I agree with that 100%, I also think farming in general isn’t comparable with gardening. My gardens put together are a bit over 10,000 sq ft. barely a quarter of an acre. I don’t till at all unless you count using a hoe to scratch out rows to plant seeds. Actually, I sometimes don’t even do that, with big seeds like corn or beans. Sometimes I just use a stick, or my finger poke a hole and drop the seed in. Sometimes the stumps of last year’s corn stalks or tomato vines are still there when I do it.
Often times too I will use a rake to clean off a planting bed. I just rake it into the paths and walk on it. later when purslane, dandelions, plantain, thistles, dock, violets and especially grass growing in the paths starts to get on my nerves, I shave it all off with a very sharp hoe and use a snow shovel or sometimes a dustpan to scoop it up and throw between the rows in the planting beds. That is if you want to call them rows, which they sometimes only vaguely resemble.

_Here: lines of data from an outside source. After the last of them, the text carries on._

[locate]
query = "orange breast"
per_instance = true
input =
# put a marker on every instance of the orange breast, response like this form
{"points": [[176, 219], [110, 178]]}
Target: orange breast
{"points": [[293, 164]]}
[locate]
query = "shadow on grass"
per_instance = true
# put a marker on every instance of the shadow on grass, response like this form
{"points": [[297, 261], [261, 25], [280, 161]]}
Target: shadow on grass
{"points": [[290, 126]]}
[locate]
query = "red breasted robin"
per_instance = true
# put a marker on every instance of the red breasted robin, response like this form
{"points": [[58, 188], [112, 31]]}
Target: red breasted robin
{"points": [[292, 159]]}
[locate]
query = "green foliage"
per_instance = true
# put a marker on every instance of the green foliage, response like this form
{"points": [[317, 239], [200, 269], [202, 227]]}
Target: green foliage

Years ago, when I first ditched the rototiller, it wasn’t because I wanted to convert to no-till so much as it was that I hated the rototiller. Nasty, greasy, roaring, stinking, heavy piece of crap that always needed fixed in one way or another. Not to mention all the growing space wasted inside my fences, dedicated instead to having room to maneuver that stupid thing.
I was afraid that using only a hoe, shovel, rake and hand trowel that it would be too much work but decided that if I couldn’t grow a garden without that damn machine that I just wouldn’t grow a garden. Turned out it is much easier, on my garden scale to do without the machine. And much more enjoyable too.
I guess I’m not really 100% no till. I plant lots of radishes, turnips and the like and let them rot in the ground. For first few years when I planted daikon radish the roots stuck way up out the ground. I guess they got stuck at the hard pan layer that must have formed below where the tiller used to reach. Turnips did that too. It only took a few years until that stopped happening.
I was also worried that my now permanent paths would just become so hard packed that it might be a problem but that hasn’t happened either. I keep them pretty bare and packed on purpose most of the time because it helps alert me if any moles are tunneling around. Moles can move in the beds with leaving no sign on the surface but if they try to cross a path it’s obvious. One more tool I didn’t mention is a pitchfork with the tines straightened, I jab it in the ground until it comes up bloody.
The paths have become depressions too and I use them as irrigation ditches. The water soaks down quickly and has nowhere to go except to seep under the beds. I gardened for decades rarely watering anything except a new transplant but now I have to do it at least two or three times a year.
This necessity of irrigation is new to me and I’m still figuring out the best and easiest way to do it. I have limited supply of rain collection and my pond if you want to call it that dries up in the summer now days. City water is full of chlorine and comes out as much as fifty degrees colder that the air, I’m not sure how that effects things. I’m thinking of getting tanks and filling them with the pond water while it’s still full in the spring.
Landrace gardening is a great practice but is not a substitute for healthy soil, it and the landrace seeds go hand in hand. In fact, I believe that living thriving soil is the most important landrace of all. Nothing that isn’t artificially compensated with lots of dollars, labor, machines and chemicals will grow without it and that I believe, is just all there is to it.